Our junior year of high school, one of my best friends tried to commit suicide. She found out her father had been cheating on her mom and her mom was in some trouble with the law. She also had really low self esteem. She took 100+ of two different kinds of pills and spent about 2 weeks in the hospital/psych ward. Even though I was one of her her best friends, for whatever reason, I was the person she talked to about it the least. The only time she directly spoke to me about it was in our senior year when a freshman who was going to our school was walking to school and got hit by a car and killed...on her fourth day of high school. Neither of us knew the girl, but the sadness surrounding her death haunted our school for a really long time. Aside from a boy who died of cancer our freshman year, this one of the first losses we had experienced of a young person in our school. The day that she died, I remember my best friend telling me that after looking around at all the people who were so sad about this girl's death, that she was really glad that her suicide attempt had failed because she wouldn't want to put any of us through that. Today she has so much more confidence in herself and the people she loves and I know she would never even come closing to trying again.
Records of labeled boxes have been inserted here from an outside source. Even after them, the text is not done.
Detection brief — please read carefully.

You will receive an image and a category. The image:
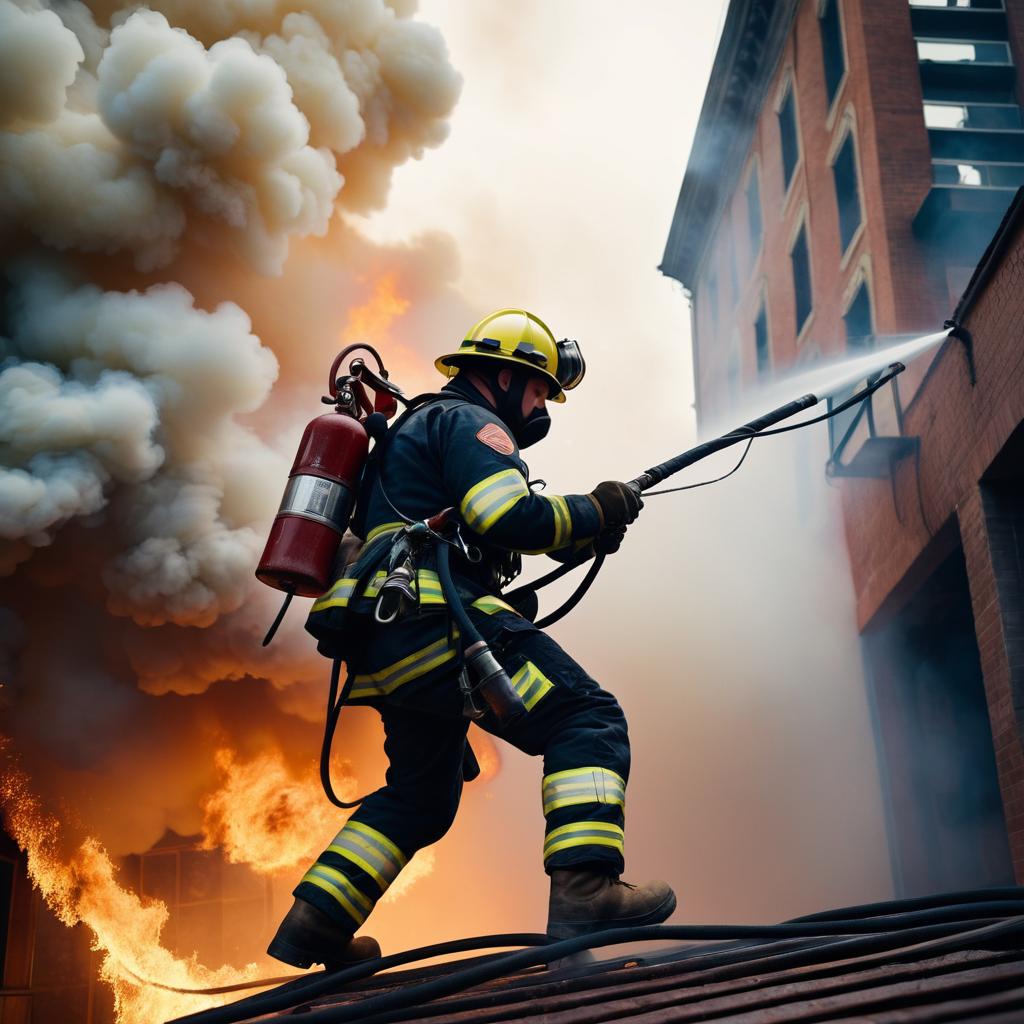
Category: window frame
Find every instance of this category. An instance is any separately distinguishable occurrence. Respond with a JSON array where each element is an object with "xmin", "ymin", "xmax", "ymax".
[
  {"xmin": 742, "ymin": 154, "xmax": 765, "ymax": 266},
  {"xmin": 913, "ymin": 36, "xmax": 1014, "ymax": 68},
  {"xmin": 774, "ymin": 65, "xmax": 804, "ymax": 211},
  {"xmin": 840, "ymin": 253, "xmax": 879, "ymax": 355},
  {"xmin": 828, "ymin": 103, "xmax": 865, "ymax": 270},
  {"xmin": 751, "ymin": 290, "xmax": 775, "ymax": 381},
  {"xmin": 786, "ymin": 201, "xmax": 815, "ymax": 349},
  {"xmin": 921, "ymin": 97, "xmax": 1024, "ymax": 132},
  {"xmin": 816, "ymin": 0, "xmax": 850, "ymax": 123}
]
With all that being said, I'm not 100% sure about how I feel about it because at times I do feel like it's an easy way out, a weakness, and mostly selfish. My cousin, who I am incredibly close with, has cerebral palsy. She's bound to a wheel chair for the rest of her life (unless medical miracles occur), she can't feed herself, still wears diapers, sometimes people have a hard time understanding her, she'll never have children, probably won't get married, even though she's 20 years old, she still relies on adults, she has had multiple surgies to put metal rods in her arms and legs, and she doesn't have as long of an expected life span as a normal 20 year old. She also has to be one of the strongest , most positive people and I know. She never complains, laughs at everything, makes everyone laugh, laughs it off when people don't understand her, rarely gets frustrated, and cares more about making others happy than she does about doing things for herself (she still believes in Santa but cares more about giving others their presents on Christmas). And so when I hear of people who seem to have minor problems compared to what she has to deal with the for the rest of her life, sometime I does see their depression to the extent of suicide as a weakness.
BUT, other times, I try and understand that some people just get to a point where they're so depressed that they lose a sense of rationality that would otherwise tell them that things aren't always going to be so bad. Some people truly feel they have no one to turn too, even if they do but don't realize it, and I know that that's not something I could possibly understand unless I was in the situation myself. In that sense, I don't see it as a weakness.
Sooo yea, my thoughts on this subject waver.